A mesmerizing choice of words, sentences that sing themselves off of the pages, emotions too big to fit the 10p font. This is Phil Kaye’s first poetry collection, and it’s just as strong as his later works. His writing is elegant and sincere, as he writes about his memories and his life, family and loved ones, the small things and the big things and all the things that make up a life well lived.

Blurb:
The book doesn’t have one, but I want to show you some excerpts from one of the poems in it:

“Ayekaye – For Aurora”
It’s days like this I wonder what I’m doing
3,000 miles away from the only person
whose skipping stone heart
leaves ripples that sounds just like mine
when they lap against the shore.

[…]

I keep all your cards
like Magic Marker prayers.
I hang them up around my days
like Post-It notes that read, “Live.”
Because you made me believe in ice cream for dinner
and Disneyland on a school day.

[…]

So the nights I need you the most
I take a pocket full of skipping stones
And off the New York coast
I listen to you breathe.

Next, I’ll be reading
the five people you meet in Heaven by Mitch Albom

Ever since 2013, every year when November comes around I have to pick this book up. It’s been read and thumbed through, thrown in my bag and forgotten on the bus multiple times, dropped in the bath and accidentally splattered with tea more times than I can count. There is something in this story that I always gravitate back towards, something quiet and intimate, something kind and forgiving. A book about how everything we do affect something or someone somehow, how our actions can change someone’s life without us even knowing it, and how small acts of a stranger can have a massive impact on our own lives. It’s a celebration of the goodness in people, something I think we all need to be reminded of from time to time, and therefore I make sure to read it once a year, at the time when the days are darkest and the weather the most dreary.
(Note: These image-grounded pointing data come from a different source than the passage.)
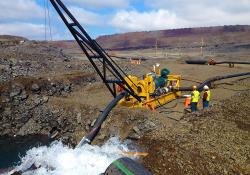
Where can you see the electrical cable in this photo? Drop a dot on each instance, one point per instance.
(50, 30)
(45, 21)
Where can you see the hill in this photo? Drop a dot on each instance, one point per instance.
(236, 35)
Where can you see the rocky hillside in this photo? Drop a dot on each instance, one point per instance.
(222, 36)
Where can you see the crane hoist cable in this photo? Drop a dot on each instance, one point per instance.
(47, 21)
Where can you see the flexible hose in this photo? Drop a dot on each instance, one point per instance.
(102, 117)
(210, 80)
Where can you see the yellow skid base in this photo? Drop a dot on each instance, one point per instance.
(153, 103)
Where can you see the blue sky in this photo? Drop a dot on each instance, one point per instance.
(102, 17)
A book I really, really recommend.

Blurb:
All endings are also beginnings, we just don’t know it at the time… An enchanting, beautifully crafted novel that explores a mystery only heaven can unfold.

So a week heavy with poetry and nostalgia; it’s wonderful all the stuff books can make you feel.
Have you read any of these? Or any of Mitch Albom’s other books?
If you’ve written a WWW Wednesday post today, please leave it in the comments, I’d love to have a read! Or if you just want to chat books, I’m always here for that, too!